For other ways to choose the number of subjects in categories, see the article, "Simulate contingency tables with fixed row and column sums in SAS."

Data that specify events and trials

Suppose you have the following data from a pilot observational study. Subjects are classified into six groups based on two factors. One factor has three levels (for example, political party) and another has two levels (for example, sex). For each group, you know the number of subjects (Ni) and the number of events (Ei). You can therefore estimate the proportion of events in the i_th group as Ei / Ni.
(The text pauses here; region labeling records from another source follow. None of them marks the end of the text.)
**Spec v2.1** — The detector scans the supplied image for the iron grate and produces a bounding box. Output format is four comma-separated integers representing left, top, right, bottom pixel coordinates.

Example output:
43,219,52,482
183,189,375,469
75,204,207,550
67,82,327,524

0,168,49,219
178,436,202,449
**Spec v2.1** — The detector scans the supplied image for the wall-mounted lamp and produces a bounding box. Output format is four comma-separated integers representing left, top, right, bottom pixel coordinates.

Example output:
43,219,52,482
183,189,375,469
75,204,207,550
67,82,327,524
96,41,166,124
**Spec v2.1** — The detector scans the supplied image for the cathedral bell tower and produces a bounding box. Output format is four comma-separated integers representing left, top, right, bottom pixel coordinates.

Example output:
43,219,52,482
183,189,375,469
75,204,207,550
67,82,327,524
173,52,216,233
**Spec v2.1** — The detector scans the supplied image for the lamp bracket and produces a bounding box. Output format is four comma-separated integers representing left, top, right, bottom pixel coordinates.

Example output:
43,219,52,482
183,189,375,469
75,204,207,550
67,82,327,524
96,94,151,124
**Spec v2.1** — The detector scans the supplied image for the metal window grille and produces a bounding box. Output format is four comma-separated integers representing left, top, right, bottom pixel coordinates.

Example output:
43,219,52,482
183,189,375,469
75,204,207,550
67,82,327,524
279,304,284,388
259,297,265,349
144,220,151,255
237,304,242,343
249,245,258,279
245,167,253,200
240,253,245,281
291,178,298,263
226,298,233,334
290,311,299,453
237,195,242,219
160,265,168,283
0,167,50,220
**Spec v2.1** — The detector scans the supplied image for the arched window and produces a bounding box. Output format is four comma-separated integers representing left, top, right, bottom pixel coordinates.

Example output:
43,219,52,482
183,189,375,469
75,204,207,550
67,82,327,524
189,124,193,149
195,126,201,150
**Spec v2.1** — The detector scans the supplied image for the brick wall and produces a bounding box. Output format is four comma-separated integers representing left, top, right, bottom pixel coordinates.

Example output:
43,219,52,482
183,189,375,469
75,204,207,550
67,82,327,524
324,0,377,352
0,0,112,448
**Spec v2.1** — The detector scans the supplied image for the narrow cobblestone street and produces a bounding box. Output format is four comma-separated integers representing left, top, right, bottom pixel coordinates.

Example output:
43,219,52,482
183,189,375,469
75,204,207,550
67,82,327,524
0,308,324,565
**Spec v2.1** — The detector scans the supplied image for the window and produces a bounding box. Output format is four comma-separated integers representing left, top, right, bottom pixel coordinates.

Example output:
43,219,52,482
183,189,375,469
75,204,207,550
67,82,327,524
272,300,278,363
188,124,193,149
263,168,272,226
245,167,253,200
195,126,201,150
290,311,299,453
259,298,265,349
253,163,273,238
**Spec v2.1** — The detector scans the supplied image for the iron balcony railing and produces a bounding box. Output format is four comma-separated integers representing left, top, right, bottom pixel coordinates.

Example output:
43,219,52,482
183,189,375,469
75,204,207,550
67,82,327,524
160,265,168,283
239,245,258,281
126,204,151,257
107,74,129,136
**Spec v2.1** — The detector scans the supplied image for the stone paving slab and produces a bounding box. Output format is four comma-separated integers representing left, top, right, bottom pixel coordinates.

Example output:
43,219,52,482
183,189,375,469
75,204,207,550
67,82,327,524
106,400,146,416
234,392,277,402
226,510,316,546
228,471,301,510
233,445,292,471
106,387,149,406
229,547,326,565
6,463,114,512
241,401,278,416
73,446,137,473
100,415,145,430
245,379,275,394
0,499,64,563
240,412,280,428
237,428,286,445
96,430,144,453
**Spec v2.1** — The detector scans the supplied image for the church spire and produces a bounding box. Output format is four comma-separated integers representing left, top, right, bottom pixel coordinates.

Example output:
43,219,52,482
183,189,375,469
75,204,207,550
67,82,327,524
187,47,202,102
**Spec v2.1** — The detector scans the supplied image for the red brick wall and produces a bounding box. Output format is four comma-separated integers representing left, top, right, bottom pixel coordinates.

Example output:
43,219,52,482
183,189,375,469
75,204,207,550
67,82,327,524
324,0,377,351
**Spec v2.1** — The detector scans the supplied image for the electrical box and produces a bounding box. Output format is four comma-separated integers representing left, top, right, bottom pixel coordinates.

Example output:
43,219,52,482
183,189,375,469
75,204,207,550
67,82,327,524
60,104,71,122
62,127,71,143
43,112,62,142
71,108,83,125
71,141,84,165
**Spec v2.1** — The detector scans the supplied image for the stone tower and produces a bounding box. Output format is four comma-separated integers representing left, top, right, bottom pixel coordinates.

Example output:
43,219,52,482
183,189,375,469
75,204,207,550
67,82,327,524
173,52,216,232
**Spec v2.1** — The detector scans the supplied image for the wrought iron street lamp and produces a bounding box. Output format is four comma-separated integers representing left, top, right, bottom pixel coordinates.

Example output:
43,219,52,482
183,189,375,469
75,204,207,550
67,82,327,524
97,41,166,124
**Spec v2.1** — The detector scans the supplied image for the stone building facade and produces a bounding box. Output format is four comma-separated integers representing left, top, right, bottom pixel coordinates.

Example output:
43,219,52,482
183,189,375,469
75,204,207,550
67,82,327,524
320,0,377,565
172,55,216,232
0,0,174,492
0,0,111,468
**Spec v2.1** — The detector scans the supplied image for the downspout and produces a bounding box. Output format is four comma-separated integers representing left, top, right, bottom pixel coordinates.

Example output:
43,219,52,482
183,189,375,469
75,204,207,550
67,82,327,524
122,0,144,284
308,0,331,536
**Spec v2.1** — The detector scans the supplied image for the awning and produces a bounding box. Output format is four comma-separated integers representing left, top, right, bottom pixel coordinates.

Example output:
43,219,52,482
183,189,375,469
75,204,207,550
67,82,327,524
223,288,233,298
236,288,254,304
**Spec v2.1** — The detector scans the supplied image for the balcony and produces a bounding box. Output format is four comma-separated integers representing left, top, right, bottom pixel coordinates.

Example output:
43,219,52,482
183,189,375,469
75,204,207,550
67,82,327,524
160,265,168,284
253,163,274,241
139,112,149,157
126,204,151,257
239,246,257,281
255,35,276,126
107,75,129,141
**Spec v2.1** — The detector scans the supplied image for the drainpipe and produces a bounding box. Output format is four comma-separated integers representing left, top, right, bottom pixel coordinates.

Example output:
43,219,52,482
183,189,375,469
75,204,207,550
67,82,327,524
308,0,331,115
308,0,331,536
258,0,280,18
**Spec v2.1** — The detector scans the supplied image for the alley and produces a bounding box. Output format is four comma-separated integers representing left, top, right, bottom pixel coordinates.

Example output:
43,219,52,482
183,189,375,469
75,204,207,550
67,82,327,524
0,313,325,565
Because you know the total number of subjects (Sum(N)), you can also estimate the probability that an individual belongs to each group (πi = Ni / Sum(N)).

The following SAS DATA step defines the proportions for each group:

%let NTotal = 107;
data Events;
length Group $ 3;
input Cat1 $ Cat2 $ Events N;
Group = catx(" ", Cat1, Cat2); /* combine two factors into group ID */
p  = Events / N;               /* estimate P(event | Group[i]) */
pi = N / &NTotal;              /* estimate P(subject in Group[i]) */
drop Cat1 Cat2;
format p pi Best5.;
datalines;
A  F  1  10
A  M  8  24
B  F  4  13
B  M  12 36
C  F  12 16
C  M  6  8
;
 
proc print data=Events; run;

This pilot study has 107 subjects. The first group ("A F") contained 10 subjects, which is π1 = 9.3% of the total. In the first group, one person experienced the event, which is p1 = 10% of the group. The other rows of the table are similar. Some people call this "event-trials" data because the quantity of interest is the proportion of events that occurred in the subjects. The next section shows how to use these estimates to simulate new data samples.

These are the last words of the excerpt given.